FIG. 2 (d) is a view taken along the line III-III in FIG. 2 (a), FIG. 3 is a perspective view of the camera, and FIG. FIG. 5 is a principle diagram for obtaining a three-dimensional position from an image formed by a two-dimensional light spot position detector, FIG. 6 is an explanatory diagram of behavior of the hanging rope tracking means when there is one light source, and FIG. 7 (a) is a crane. Fig. 7 (b) is a schematic diagram of the initial state in the elevation direction of the device, Fig. 7 (b) is a state diagram in which the deflection angle is taken in the elevation direction, and Fig. 7 (c) is a schematic diagram of the initial state in the turning direction of the crane device. FIG. 7D is a state diagram in which the deflection angle is taken in the turning direction. 1 ... Hanging rope, 2 ... Crane device, 5 ... Support, 6
…… Suspended load, 7 …… Suspended line tracking means, 8 …… Image to be picked up (light source), 9 …… Camera, 10 …… Deflection angle calculation means, 13 …… Sheave, 14 …… Depression arm, 17… … Swivel arm, 20 …… guide body, 21 …… two-dimensional light spot position detector, 23 …… light receiving surface,
Ψ, Φ …… Inclination angle, θ ₁ , θ ₂ …… Deflection angle.

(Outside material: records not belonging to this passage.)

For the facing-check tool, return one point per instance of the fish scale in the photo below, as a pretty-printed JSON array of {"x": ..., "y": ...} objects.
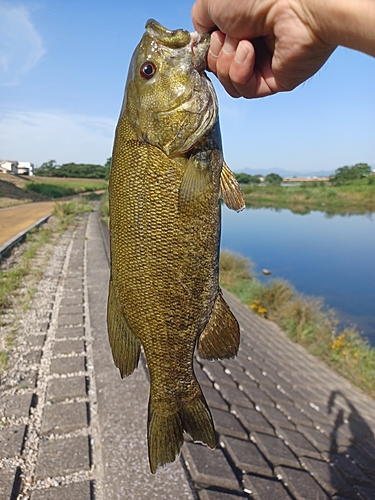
[{"x": 164, "y": 192}]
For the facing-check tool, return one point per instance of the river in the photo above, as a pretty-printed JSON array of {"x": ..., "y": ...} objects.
[{"x": 330, "y": 257}]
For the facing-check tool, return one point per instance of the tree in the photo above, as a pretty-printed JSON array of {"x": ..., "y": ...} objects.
[
  {"x": 274, "y": 179},
  {"x": 247, "y": 179},
  {"x": 349, "y": 174},
  {"x": 47, "y": 169}
]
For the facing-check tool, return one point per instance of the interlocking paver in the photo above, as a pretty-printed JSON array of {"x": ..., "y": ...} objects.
[
  {"x": 17, "y": 405},
  {"x": 299, "y": 444},
  {"x": 218, "y": 495},
  {"x": 209, "y": 467},
  {"x": 295, "y": 415},
  {"x": 213, "y": 398},
  {"x": 62, "y": 456},
  {"x": 363, "y": 460},
  {"x": 69, "y": 332},
  {"x": 327, "y": 476},
  {"x": 257, "y": 396},
  {"x": 277, "y": 418},
  {"x": 66, "y": 388},
  {"x": 68, "y": 365},
  {"x": 72, "y": 300},
  {"x": 365, "y": 493},
  {"x": 69, "y": 346},
  {"x": 246, "y": 456},
  {"x": 261, "y": 488},
  {"x": 11, "y": 441},
  {"x": 272, "y": 390},
  {"x": 27, "y": 380},
  {"x": 275, "y": 450},
  {"x": 235, "y": 397},
  {"x": 226, "y": 423},
  {"x": 33, "y": 357},
  {"x": 63, "y": 418},
  {"x": 350, "y": 470},
  {"x": 36, "y": 341},
  {"x": 70, "y": 319},
  {"x": 75, "y": 309},
  {"x": 76, "y": 491},
  {"x": 320, "y": 440},
  {"x": 301, "y": 484},
  {"x": 8, "y": 483},
  {"x": 253, "y": 420}
]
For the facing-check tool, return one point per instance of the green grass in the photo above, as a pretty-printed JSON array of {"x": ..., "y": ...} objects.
[
  {"x": 356, "y": 197},
  {"x": 305, "y": 320},
  {"x": 11, "y": 279},
  {"x": 60, "y": 187}
]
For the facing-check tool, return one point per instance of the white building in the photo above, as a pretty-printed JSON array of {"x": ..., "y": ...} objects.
[{"x": 16, "y": 167}]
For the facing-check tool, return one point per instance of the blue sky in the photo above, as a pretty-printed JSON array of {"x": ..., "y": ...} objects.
[{"x": 63, "y": 66}]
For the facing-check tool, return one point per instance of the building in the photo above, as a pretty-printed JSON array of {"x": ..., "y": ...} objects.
[{"x": 16, "y": 167}]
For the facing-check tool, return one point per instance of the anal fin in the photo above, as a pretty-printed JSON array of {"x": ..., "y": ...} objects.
[
  {"x": 230, "y": 190},
  {"x": 221, "y": 337},
  {"x": 125, "y": 345}
]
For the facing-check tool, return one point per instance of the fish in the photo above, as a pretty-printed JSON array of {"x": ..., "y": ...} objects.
[{"x": 166, "y": 181}]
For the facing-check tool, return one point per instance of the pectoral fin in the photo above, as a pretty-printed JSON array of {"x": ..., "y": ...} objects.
[
  {"x": 221, "y": 337},
  {"x": 230, "y": 190},
  {"x": 124, "y": 343},
  {"x": 194, "y": 182}
]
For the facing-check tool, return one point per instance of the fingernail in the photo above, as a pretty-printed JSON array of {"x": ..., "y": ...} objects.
[
  {"x": 215, "y": 45},
  {"x": 230, "y": 45},
  {"x": 241, "y": 53}
]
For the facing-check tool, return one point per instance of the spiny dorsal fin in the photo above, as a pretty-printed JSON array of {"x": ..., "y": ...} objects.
[
  {"x": 194, "y": 181},
  {"x": 125, "y": 345},
  {"x": 230, "y": 189},
  {"x": 221, "y": 337}
]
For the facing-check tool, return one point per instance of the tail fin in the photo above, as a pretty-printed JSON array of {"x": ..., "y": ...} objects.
[{"x": 165, "y": 432}]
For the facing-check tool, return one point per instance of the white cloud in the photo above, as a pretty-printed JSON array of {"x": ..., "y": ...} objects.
[
  {"x": 42, "y": 136},
  {"x": 21, "y": 47}
]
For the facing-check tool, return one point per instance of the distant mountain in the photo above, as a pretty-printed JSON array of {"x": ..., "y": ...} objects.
[{"x": 288, "y": 173}]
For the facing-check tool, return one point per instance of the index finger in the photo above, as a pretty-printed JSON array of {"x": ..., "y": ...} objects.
[{"x": 201, "y": 18}]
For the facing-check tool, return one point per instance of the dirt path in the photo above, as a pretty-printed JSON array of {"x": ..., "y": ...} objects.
[{"x": 15, "y": 219}]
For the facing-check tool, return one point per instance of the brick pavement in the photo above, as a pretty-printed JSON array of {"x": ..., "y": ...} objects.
[{"x": 287, "y": 426}]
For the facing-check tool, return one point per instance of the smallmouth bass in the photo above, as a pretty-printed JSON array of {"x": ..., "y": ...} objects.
[{"x": 167, "y": 177}]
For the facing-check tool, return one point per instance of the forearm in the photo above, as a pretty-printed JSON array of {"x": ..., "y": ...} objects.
[{"x": 350, "y": 23}]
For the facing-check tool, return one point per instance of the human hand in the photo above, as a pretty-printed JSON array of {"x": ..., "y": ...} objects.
[{"x": 261, "y": 46}]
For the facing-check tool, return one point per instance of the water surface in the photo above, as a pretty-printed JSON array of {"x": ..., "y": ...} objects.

 ─────────────────────────────────────────────────── --- Continuation of the front page (72) Inventor Norihide Komatsu No. 234 Matsumoto, Higashiya-cho, Nishi-ku, Kobe City, Hyogo Prefecture Kawasaki Heavy Industries, Ltd. Nishi-Kobe Plant (56) Reference JP-A-61-126413 (JP, A) JP-A-60-213693 (JP, A)

Claims (2)

[Claims] 1. A crane apparatus for operating a load by suspending and supporting or suspending a load by a hanging rope, and a hanging rope following means that behaves following the movement of the hanging rope, and attached to this hanging rope following means. Image pickup object that reflects or emits light, two cameras that are fixed to the support of the hanging rope and have a built-in two-dimensional light spot position detector, and light-receiving surfaces of the two two-dimensional light spot position detectors. The three-dimensional position of the object to be imaged is calculated from the image forming position above, the tilt angle of the hanging rope with respect to the support is calculated from the three-dimensional position, and the tilt angle is used to determine the vertical direction of the suspended load relative to the vertical direction. And a swing angle calculation device for calculating a swing angle in the turning direction. 2. The hanging rope following means is attached to the elevation arm coaxial with a sheave for suspending the hanging rope, a swing arm attached to the elevation arm and rotatable in a swing direction, and the swing arm. The swing angle detection device for a suspended load according to claim 1, further comprising: a guide body that holds the hanging rope.